A corporeidade dada à palavra é vista por meio de uma linguagem plástica, que revela um movimento de metáfora pelo qual a palavra é corpo, é rio, é desejo, é boca, é flor, é luz, é olho agudo de verão, enfim, a palavra é espelho que reflete a vida (que cumpre o seu ciclo, com suas transformações), pois ela é o próprio corpo que vivencia tudo isso. Inúmeras imagens, pois, são refletidas nesse jogo de luzes e sombras, tidas pelas palavras que se repetem anaforicamente, se contradizem ou se transformam. Um exemplo dessa linguagem visual, no poema, é a imagem que se forma de um rio em movimento, claro, luminoso, fluido; sobrepondo-se à imagem de um corpo jovem, sensual, que vivencia o amor, mesclando-se à imagem da natureza, ao mesmo tempo expectadora e ativa, com a luz do verão a produção de frutos, flores na primavera; tudo isso num movimento sensual da vida, que se repete, se transforma, enfim, se reflete: “Aqui conheci o desejo”, “Desses olhos redondos/ agudos de verão/ e tão azuis/ como se fossem beijos?”, “Um corpo amei/ um corpo, um rio/um pequeno tigre de inocência”, “Aqui moram as palavras/as mais antigas/ as mais recentes”.

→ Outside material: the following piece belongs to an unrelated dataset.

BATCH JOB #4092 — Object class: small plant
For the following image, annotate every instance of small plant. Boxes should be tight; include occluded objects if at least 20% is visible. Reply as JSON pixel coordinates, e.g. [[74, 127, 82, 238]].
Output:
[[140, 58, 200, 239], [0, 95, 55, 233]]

Na visualização das imagens emanadas pelo poema, o cromatismo é bastante importante, pois a luminosidade da vida se presentifica através das cores tidas pelos corpos que as reluzem: as sandálias de oiro às margens do rio, o desejo luminoso de um corpo, o nascimento do sol, os corpos doirados montes de feno, as flores de cristal, um pequeno charco de luz, os olhos agudos de verão e tão azuis.

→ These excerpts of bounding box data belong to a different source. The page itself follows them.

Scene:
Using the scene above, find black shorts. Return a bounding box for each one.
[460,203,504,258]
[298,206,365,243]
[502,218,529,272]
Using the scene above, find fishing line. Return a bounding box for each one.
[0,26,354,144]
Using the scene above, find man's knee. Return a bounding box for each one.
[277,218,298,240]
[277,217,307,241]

A musicalidade faz-se presente nesse poema por meio das anáforas reiterativas dos mesmos sons, aliadas às aliterações das nasais /m, n/, sibilantes /f,s/ e palatais /l,lh/ proporcionam a sensação do som rumoroso, liquefeito e contínuo das águas de um rio.

Quanto à construção sintática, observa-se que o poema, numa atitude retórica, apresenta os mesmos versos no início e final do texto (com exceção do verbo final, no passado, revelando que o tempo cumpriu o seu ciclo e iniciará novamente). Contudo, os versos finais estão postos como se fossem reflexos num espelho, reiterando o plano semântico: “Que rompam as águas: é de um corpo que falo” x “De um corpo falei: que rompam as águas”. Assim, a idéia que fica é da poesia-espelho que tudo reflete, porque é a própria vida, na sua força natural da água, do amor, com suas contradições e súplicas. A palavra que no poema reflete o começo e o fim é a realidade da vida, no seu ciclo.

 

Amanda Mantovani, A palavra-imagem em poemas de Eugênio de Andrade: uma leitura dos elementos míticos: o fogo, a água, o ar e a terra como produção de sentido. Universidade Estadual de Maringá - Centro De Ciências Humanas, Letras e Artes, 2006.

 

William Pye, Narcissus (1969)

 

A POÉTICA DE EUGÊNIO DE ANDRADE E A SIGNIFICAÇÃO DO ESPAÇO

As afirmações acerca do espaço no universo poético revelam-se por meio da palavra, como no poema “Espelho”, que apresenta a primeira transfiguração do espelho, que sucede nas palavras “corpo” e “rio”, nos versos, “Que rompam as águas / é de um corpo que falo”. O corpo é descrito nas figuras da pátria, espelho e casa: “Nunca tive outra pátria, / nem outro espelho; / nunca tive outra casa”. Apresentado como um lugar (pátria, casa), ele se figura em outras imagens como o espelho, a água (a palavra) que tudo reflete, mas, na intenção de se encontrar, sempre volta a si própria: “Sempre um corpo / sempre um rio / corpos ou ecos de coluna / E tudo era água” (Mar de setembro, 2011, p. 132-134).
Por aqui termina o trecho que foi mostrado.